U.S. President Joe Biden's administration will approve a major and controversial oil drilling project in Alaska on March 13, according to a source familiar with the matter.
The decision to move ahead with the project by authorizing three drill sites in northwestern Alaska would come a day after Biden announced sweeping curbs on oil and gas leasing to protect up to 16 million acres of water and land in the region.
The Willow project, led by energy giant ConocoPhillips, would be located inside the National Petroleum Reserve-Alaska, a 23 million-acre (93 million-hectare) area on the state's North Slope that is the largest tract of undisturbed public land in the U.S.
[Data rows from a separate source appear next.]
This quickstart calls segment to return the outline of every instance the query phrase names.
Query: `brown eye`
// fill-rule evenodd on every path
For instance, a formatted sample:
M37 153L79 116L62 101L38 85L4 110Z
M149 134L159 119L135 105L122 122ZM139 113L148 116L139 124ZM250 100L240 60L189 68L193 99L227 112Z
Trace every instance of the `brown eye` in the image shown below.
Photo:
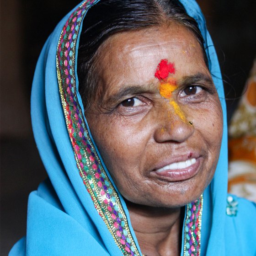
M183 90L183 92L186 95L194 95L199 93L202 90L202 87L198 86L192 85L188 86Z
M130 98L123 101L121 103L121 105L126 107L137 107L143 104L143 102L137 98Z

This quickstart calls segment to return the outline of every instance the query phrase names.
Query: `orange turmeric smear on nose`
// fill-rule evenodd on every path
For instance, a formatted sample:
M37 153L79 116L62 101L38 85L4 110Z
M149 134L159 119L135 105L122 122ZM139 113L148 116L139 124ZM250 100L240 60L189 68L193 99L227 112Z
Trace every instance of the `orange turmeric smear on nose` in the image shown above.
M176 114L179 116L179 117L180 117L180 118L183 122L186 122L187 118L185 116L184 113L181 109L180 107L179 107L179 105L177 104L177 102L172 100L170 101L170 104L173 107L173 109L174 109L174 111L175 112L175 113L176 113Z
The project, announced in January 2017, is expected to produce about 600 MMboe over its life, peaking at 180,000 bbl/d of oil, ConocoPhillips says on its website.
Earlier on March 12, the U.S. Interior Department unveiled actions to make nearly 3 million acres of the Beaufort Sea in the Arctic Ocean "indefinitely off limits" for oil and gas leasing, building on an Obama-era ban and effectively closing off U.S. Arctic waters to oil exploration.
In addition to the drilling ban, the government will put forward new protections for more than 13 million acres of "ecologically senitive" Special Areas within Alaska's petroleum reserve, the administration said in a statement on March 13.
The area includes the Teshekpuk Lake, Utukok Uplands, Colville River, Kasegaluk Lagoon and Peard Bay Special Areas.
The new moves come as Biden tries to balance his goals of decarbonizing the U.S. economy and preserving pristine wilderness with calls to increase domestic fuel supply to keep prices low.
Willow has support from the oil and gas industry and state officials eager for jobs but is fiercely opposed by environmental groups who want to move rapidly away from fossil fuels to combat climate change.
An environmental group said the new protections announced on March 13 did not go far enough and the government should stop oil and gas developments to help fight climate change.
"Protecting one area of the Arctic so you can destroy another doesn't make sense, and it won't help the people and wildlife who will be upended by the Willow project," said Kristen Monsell, a senior attorney at the Center for Biological Diversity.